It sound crazy when she says it like that, but it wasn’t crazy, it wasn’t. It was essential. If Bobby hadn’t pulled him away, he would have gotten to Eddie eventually. His heart would have stopped beating otherwise, so—it would have worked. He could have done it.
Eddie won’t stop staring at him. And it’s fine, because Buck doesn’t want to look away either, or to let Eddie out of his sight ever again. He isn’t—he wasn’t supposed to be on this ambulance, but he’d turned to Bobby and said, Shouldn’t someone stay with him? And Bobby had looked at him for a long time before nodding, Okay, go on, and Buck was climbing in behind Eddie before the words had even fully left his mouth.
“Buck,” Eddie says, admonishing, and that’s—Buck laughs, short and sharp.
“You cut your line.”
Eddie grins. It’s dim with exhaustion, but it’s still—it’s— “Please,” he says. “You’d have done the same.”
Would Eddie have done the same, if their places were reversed? Would he have clawed at the earth, if it was Buck down there?
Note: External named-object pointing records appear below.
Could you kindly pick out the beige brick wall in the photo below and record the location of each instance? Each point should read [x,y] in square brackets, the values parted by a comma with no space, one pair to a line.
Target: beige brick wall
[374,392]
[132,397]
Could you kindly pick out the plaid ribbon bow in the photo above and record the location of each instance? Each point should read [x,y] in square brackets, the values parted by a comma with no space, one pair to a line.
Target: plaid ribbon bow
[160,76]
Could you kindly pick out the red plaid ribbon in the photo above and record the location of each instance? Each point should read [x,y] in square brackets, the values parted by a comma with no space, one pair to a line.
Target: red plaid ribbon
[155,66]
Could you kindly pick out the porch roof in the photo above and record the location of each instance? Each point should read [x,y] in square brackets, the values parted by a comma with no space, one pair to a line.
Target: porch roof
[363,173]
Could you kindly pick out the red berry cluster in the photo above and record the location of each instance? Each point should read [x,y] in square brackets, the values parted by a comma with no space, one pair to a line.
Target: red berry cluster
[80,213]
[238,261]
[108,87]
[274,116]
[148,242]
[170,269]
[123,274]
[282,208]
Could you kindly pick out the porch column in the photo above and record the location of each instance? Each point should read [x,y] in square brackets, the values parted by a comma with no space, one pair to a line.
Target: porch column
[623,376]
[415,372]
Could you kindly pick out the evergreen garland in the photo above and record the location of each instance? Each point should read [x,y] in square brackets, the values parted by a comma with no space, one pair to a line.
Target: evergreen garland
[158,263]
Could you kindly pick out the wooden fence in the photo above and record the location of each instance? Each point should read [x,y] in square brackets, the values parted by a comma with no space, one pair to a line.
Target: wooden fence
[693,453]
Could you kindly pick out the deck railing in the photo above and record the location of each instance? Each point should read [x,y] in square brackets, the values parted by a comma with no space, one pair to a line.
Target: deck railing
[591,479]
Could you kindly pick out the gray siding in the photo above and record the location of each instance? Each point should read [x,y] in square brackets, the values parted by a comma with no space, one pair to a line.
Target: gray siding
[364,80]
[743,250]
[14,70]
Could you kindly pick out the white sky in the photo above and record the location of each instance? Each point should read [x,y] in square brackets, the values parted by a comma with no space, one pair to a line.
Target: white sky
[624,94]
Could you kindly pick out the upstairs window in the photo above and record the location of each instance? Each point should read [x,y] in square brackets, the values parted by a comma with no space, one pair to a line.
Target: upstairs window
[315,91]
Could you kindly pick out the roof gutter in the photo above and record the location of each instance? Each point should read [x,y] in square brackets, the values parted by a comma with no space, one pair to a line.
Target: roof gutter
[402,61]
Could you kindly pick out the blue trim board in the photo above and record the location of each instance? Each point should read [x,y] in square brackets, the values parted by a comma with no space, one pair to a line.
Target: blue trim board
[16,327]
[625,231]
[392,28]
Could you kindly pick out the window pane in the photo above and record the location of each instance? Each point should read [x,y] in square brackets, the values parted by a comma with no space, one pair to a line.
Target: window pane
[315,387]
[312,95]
When he was swimming through all that water, that impossible distance, was he thinking—like Buck was thinking—about how it wasn’t supposed to end this way? There was still so much inside Buck, and he needed someplace to put it, and he knew, too late and with dozens of feet of mud between them, that Eddie was that place.
Does Eddie know? Should Buck tell him now?
He opens his mouth, but he thinks better of it when Hen reaches for his other hand. No, not now. “Maybe I would have,” he says instead, “but you’d have given me hell for it.”
Eddie nods minutely. His gaze feels like a weight, pinning Buck to the uncomfortable bench. “Yeah. I would have.”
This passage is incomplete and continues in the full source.